Digitas has answered the vexing question: Whatever happened to the middle class?

The Publicis Groupe unit reports that the once “mass affluent class” is the new middle class. The implication: former middle class families are America’s new lower class.

Of the former lower class, don’ t ask. Blame it on the global economic recession, deregulation and the massive shift of income to the top one percent of society.

In a survey called “Affluence in America: The New Consumer Landscape” released today by Digitas and Ipsos Mendelsohn, the former mass affluent group of households with annual incomes of $100K to $199K identifies itself as middle-class. Reason: they lack the spending power that they once enjoyed and live on income alone.

Digitas has disbanded the mass affluent group and divided it into “class affluent” ($200K to $1M household income) and “emerging affluent” (households under 35 years old with $100K-$199K HHI).

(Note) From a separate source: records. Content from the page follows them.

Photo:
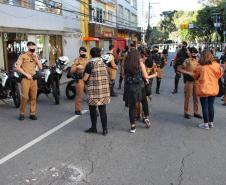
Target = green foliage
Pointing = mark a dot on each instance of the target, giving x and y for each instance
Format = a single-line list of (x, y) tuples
[(154, 36), (167, 24)]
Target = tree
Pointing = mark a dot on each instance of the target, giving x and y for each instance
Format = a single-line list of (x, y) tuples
[(167, 24), (154, 36), (211, 2)]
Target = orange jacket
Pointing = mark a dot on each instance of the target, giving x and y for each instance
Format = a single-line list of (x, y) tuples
[(206, 79)]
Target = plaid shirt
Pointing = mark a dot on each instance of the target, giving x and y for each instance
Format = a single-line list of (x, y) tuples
[(98, 84)]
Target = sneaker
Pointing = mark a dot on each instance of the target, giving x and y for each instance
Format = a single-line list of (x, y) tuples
[(91, 130), (33, 117), (147, 123), (198, 116), (204, 126), (133, 129), (21, 117), (78, 113), (211, 125), (105, 132), (187, 116)]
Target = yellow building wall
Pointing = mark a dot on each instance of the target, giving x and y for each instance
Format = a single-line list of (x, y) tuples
[(111, 8)]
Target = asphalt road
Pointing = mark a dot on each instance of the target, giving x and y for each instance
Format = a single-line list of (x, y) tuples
[(173, 152)]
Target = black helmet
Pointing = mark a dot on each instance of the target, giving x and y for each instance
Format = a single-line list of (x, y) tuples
[(193, 50)]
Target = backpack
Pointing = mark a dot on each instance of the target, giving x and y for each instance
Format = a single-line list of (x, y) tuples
[(107, 59)]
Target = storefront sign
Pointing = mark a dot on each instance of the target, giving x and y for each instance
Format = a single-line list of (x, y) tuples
[(123, 35), (102, 31)]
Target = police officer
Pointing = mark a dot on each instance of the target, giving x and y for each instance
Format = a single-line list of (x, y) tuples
[(112, 70), (160, 59), (78, 69), (189, 88), (27, 64), (181, 56)]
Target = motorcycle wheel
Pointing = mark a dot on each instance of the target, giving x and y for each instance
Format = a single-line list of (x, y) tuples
[(56, 91), (16, 95), (70, 90)]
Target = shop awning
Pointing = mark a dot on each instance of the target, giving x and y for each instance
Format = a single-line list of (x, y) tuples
[(90, 39)]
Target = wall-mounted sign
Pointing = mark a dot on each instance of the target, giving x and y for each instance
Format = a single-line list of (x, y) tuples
[(5, 35)]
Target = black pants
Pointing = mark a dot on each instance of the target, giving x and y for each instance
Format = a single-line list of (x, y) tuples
[(207, 108), (103, 115), (158, 80), (132, 106), (120, 81)]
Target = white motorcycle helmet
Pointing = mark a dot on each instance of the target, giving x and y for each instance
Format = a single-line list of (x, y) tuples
[(63, 60), (43, 62)]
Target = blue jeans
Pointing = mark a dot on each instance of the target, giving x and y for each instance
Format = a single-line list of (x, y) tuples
[(207, 108)]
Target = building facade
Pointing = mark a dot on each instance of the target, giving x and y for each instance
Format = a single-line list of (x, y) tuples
[(54, 26), (127, 23), (109, 22)]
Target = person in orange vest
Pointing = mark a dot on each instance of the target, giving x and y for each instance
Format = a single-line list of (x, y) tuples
[(78, 69)]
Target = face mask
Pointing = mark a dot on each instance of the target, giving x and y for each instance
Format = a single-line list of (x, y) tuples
[(32, 50), (83, 55)]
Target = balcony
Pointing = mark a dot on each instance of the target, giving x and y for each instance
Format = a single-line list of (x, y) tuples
[(122, 23), (48, 6)]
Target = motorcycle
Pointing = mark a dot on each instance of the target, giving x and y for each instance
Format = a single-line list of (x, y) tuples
[(49, 78), (9, 87), (70, 90)]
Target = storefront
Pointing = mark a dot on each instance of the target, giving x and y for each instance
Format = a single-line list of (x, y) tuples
[(105, 34), (122, 40), (48, 46)]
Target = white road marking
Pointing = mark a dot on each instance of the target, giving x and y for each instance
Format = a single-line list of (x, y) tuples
[(38, 139)]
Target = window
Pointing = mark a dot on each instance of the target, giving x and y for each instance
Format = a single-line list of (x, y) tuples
[(120, 11), (127, 16), (133, 20), (100, 14), (110, 17)]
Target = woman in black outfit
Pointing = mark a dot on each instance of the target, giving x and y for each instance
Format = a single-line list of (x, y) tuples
[(134, 90)]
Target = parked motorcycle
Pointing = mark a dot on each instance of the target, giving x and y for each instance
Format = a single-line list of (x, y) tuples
[(9, 86), (49, 77)]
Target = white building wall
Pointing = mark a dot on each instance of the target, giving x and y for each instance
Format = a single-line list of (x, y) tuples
[(17, 17), (24, 20)]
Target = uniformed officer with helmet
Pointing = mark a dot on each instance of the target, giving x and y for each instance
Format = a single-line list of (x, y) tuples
[(78, 70), (27, 65), (189, 87)]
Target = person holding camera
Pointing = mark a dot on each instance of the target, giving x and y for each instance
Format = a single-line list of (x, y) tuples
[(26, 65), (189, 87)]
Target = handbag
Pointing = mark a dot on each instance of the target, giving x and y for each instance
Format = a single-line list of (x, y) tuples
[(148, 88)]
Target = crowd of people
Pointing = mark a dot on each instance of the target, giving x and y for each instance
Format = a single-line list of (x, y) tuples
[(137, 67)]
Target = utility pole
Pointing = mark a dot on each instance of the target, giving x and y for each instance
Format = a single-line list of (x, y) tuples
[(149, 14)]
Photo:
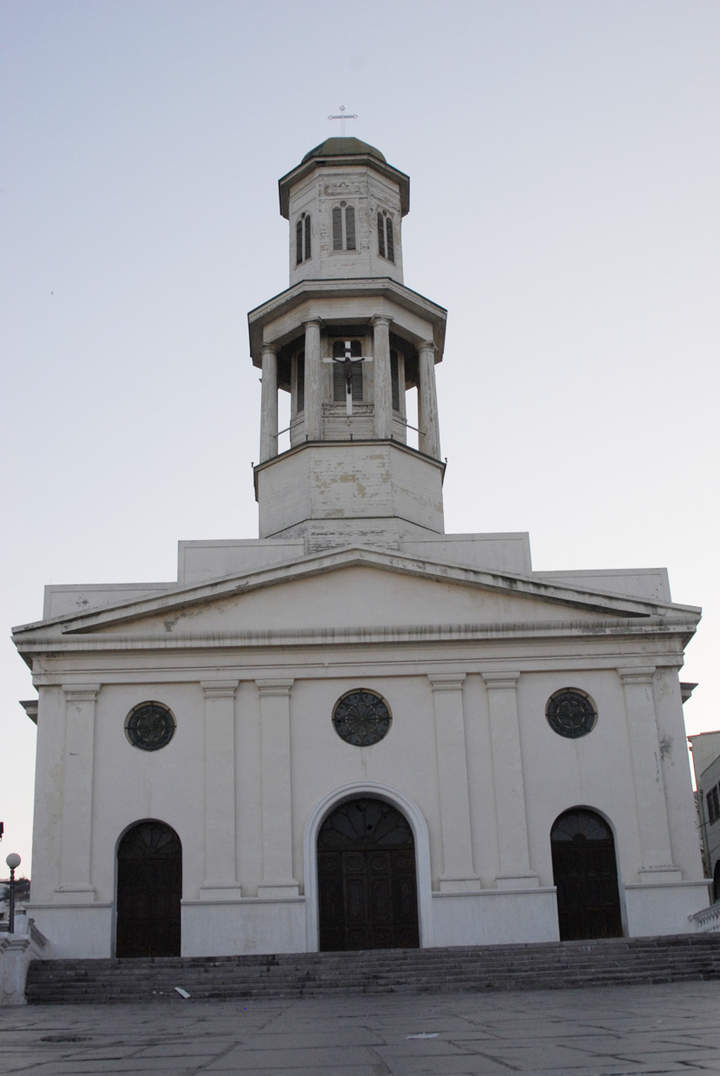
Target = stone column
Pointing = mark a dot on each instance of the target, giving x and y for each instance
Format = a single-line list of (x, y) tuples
[(276, 789), (313, 372), (220, 788), (457, 873), (78, 778), (427, 410), (269, 405), (508, 782), (381, 378), (652, 823)]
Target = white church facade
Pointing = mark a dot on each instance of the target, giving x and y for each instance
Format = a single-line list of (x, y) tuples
[(357, 731)]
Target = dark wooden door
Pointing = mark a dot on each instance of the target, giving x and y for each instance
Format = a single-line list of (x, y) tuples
[(149, 891), (366, 874), (586, 874)]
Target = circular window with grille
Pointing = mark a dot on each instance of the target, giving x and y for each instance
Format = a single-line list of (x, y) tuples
[(570, 712), (150, 726), (361, 718)]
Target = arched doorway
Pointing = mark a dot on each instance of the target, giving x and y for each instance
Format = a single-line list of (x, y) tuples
[(586, 874), (150, 869), (366, 878)]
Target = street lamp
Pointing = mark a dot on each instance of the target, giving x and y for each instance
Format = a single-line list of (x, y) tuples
[(13, 862)]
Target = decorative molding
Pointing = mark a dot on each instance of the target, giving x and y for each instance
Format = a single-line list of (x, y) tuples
[(640, 675), (219, 689), (500, 681), (447, 681), (81, 692)]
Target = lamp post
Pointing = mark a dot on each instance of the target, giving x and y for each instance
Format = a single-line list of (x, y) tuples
[(13, 862)]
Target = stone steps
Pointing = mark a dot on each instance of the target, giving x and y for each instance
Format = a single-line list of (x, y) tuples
[(548, 965)]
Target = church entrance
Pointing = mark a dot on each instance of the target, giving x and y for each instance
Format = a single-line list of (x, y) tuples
[(149, 891), (586, 874), (366, 875)]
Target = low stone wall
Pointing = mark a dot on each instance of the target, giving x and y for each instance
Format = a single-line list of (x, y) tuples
[(707, 920), (16, 951)]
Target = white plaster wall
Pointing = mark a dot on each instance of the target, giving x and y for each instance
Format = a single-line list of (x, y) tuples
[(349, 481), (663, 909)]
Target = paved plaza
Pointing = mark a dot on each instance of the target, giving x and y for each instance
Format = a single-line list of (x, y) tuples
[(671, 1028)]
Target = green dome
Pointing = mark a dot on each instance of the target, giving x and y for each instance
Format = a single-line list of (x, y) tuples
[(343, 147)]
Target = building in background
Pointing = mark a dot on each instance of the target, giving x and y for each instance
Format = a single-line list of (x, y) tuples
[(706, 761), (358, 731)]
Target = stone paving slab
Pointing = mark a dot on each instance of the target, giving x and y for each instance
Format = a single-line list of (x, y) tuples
[(608, 1031)]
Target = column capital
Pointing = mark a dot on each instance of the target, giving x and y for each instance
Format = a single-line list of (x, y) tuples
[(81, 692), (269, 688), (451, 681), (219, 689), (500, 681), (639, 675)]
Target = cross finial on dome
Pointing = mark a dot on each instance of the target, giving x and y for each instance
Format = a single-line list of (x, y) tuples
[(342, 115)]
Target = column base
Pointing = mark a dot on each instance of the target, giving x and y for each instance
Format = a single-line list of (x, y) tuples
[(462, 885)]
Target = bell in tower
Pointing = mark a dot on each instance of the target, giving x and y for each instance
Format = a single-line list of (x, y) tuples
[(348, 340)]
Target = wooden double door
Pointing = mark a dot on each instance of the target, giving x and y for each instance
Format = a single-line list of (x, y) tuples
[(149, 891), (366, 874), (586, 874)]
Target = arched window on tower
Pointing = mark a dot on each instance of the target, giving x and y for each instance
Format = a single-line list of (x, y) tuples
[(299, 382), (385, 236), (302, 242), (343, 227)]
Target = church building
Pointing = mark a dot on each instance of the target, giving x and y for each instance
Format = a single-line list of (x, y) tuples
[(357, 731)]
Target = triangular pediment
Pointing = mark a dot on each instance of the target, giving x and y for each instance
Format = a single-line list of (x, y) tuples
[(360, 593)]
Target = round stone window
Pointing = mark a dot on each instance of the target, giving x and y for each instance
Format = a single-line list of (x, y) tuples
[(570, 712), (361, 718), (150, 726)]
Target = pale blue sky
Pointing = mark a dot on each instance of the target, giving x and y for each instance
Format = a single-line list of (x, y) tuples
[(565, 168)]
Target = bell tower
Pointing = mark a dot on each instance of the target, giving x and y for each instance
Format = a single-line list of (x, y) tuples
[(348, 340)]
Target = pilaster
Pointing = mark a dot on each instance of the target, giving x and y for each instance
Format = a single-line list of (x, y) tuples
[(508, 782), (78, 779), (381, 376), (276, 789), (313, 370), (457, 871), (427, 420), (269, 405), (220, 789), (651, 805)]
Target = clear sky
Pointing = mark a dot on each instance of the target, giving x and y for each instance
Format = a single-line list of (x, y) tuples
[(564, 163)]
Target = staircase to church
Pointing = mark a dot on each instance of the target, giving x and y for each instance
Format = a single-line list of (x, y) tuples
[(546, 966)]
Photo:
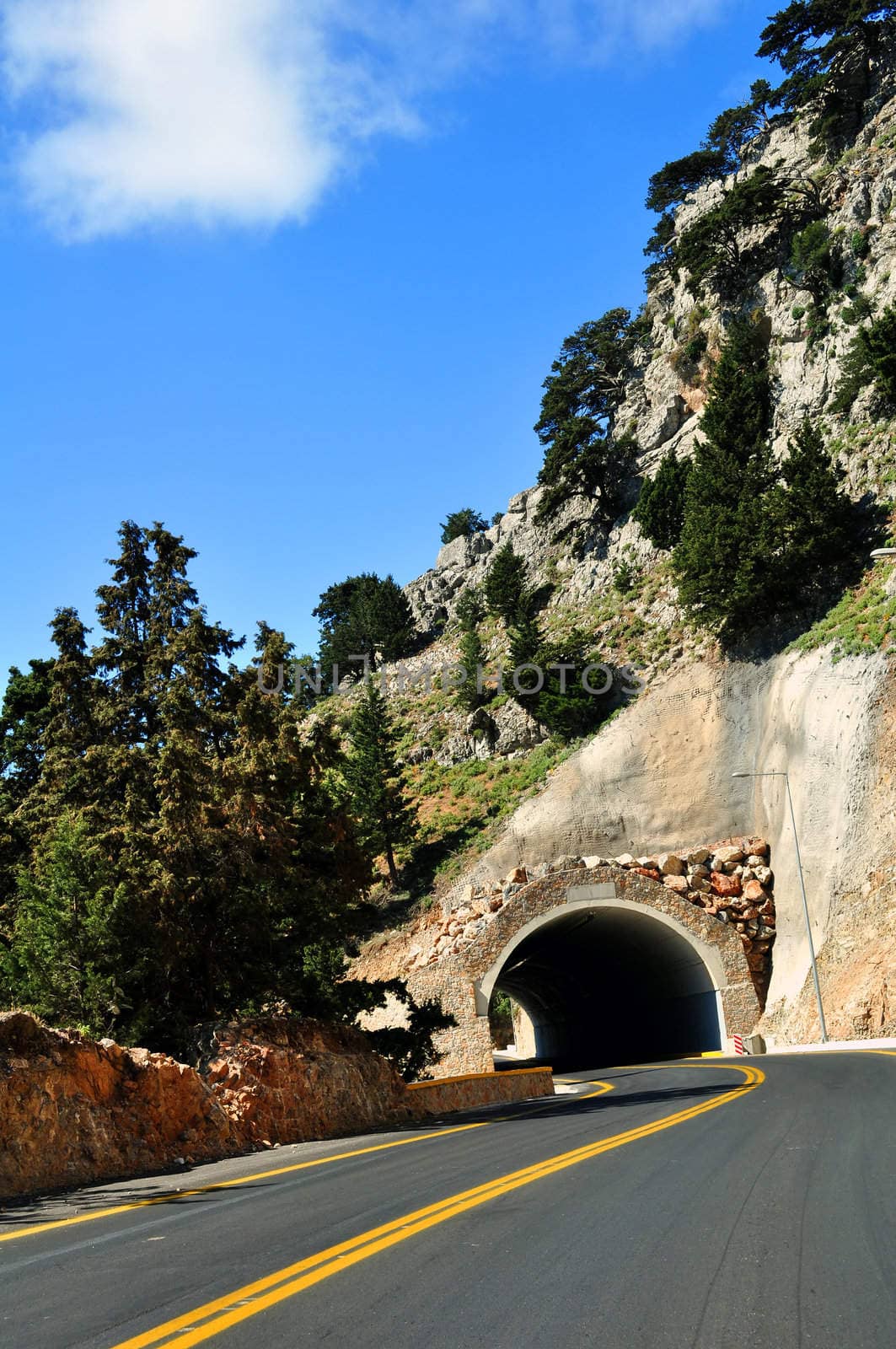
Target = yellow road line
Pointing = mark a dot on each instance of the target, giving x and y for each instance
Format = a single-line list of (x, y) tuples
[(226, 1185), (238, 1180), (229, 1310)]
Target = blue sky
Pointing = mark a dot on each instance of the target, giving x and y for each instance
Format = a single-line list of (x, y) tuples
[(300, 337)]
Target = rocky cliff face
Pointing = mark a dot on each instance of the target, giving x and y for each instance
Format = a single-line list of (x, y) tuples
[(666, 393), (660, 775), (74, 1112)]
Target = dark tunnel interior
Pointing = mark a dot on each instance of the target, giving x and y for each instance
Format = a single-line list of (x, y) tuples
[(612, 985)]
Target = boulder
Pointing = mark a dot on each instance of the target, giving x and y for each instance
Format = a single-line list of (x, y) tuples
[(517, 877), (567, 863), (754, 892), (723, 885)]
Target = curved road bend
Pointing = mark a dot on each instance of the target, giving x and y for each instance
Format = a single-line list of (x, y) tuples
[(711, 1205)]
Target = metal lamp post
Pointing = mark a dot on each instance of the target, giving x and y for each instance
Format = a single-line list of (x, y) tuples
[(799, 868)]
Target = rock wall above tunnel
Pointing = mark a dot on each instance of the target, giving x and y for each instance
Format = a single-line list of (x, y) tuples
[(463, 977), (660, 776)]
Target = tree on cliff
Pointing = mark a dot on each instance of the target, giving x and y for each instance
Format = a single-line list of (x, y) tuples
[(660, 509), (581, 398), (721, 560), (759, 539), (463, 524), (471, 651), (374, 779), (363, 615), (828, 51), (505, 586)]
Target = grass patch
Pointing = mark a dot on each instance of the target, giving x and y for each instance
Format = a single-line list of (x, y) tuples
[(862, 621), (462, 807)]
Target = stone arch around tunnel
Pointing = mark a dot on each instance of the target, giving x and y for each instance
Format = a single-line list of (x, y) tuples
[(464, 981), (604, 978)]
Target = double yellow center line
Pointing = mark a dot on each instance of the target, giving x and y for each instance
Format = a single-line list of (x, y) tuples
[(223, 1313)]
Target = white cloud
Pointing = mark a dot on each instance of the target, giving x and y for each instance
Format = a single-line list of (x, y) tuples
[(246, 111)]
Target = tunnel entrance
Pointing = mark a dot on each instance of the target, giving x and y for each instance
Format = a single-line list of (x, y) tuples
[(608, 984)]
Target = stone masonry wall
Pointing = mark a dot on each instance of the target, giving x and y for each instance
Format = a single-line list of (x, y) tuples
[(476, 1089), (721, 894)]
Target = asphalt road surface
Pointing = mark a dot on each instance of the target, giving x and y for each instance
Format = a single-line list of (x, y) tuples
[(709, 1205)]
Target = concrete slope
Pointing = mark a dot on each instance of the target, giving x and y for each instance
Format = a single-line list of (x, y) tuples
[(660, 777)]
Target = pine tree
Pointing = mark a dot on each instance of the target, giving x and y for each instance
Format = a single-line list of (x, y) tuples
[(815, 521), (505, 586), (471, 651), (660, 509), (67, 957), (463, 524), (374, 779), (722, 560), (363, 617), (828, 51), (577, 425)]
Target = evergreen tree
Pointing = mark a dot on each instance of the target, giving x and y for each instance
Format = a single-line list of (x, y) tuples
[(363, 615), (660, 509), (505, 586), (67, 957), (577, 425), (22, 722), (473, 651), (722, 557), (759, 540), (463, 524), (374, 779), (815, 521), (828, 51), (679, 179), (871, 361), (22, 725)]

The class affluent is a minority of America, representing 8.5M of the nation's 307M population. It is further subdivided into the creative class ($200K to $499K incomes in software, publishing, advertising, PR, architecture), “money class” ($499K to $1M from finance and consulting) and “leadership class” ($1M and up from financial, legal, Internet entrepreneurs).

Digitas can now work on answering an even bigger question. What’s happening to the vast group of American households that earn from $40K to $100K a year. How about naming it the “suffering class” or “forgotten class.”

America won't reach its full potential until each class advances.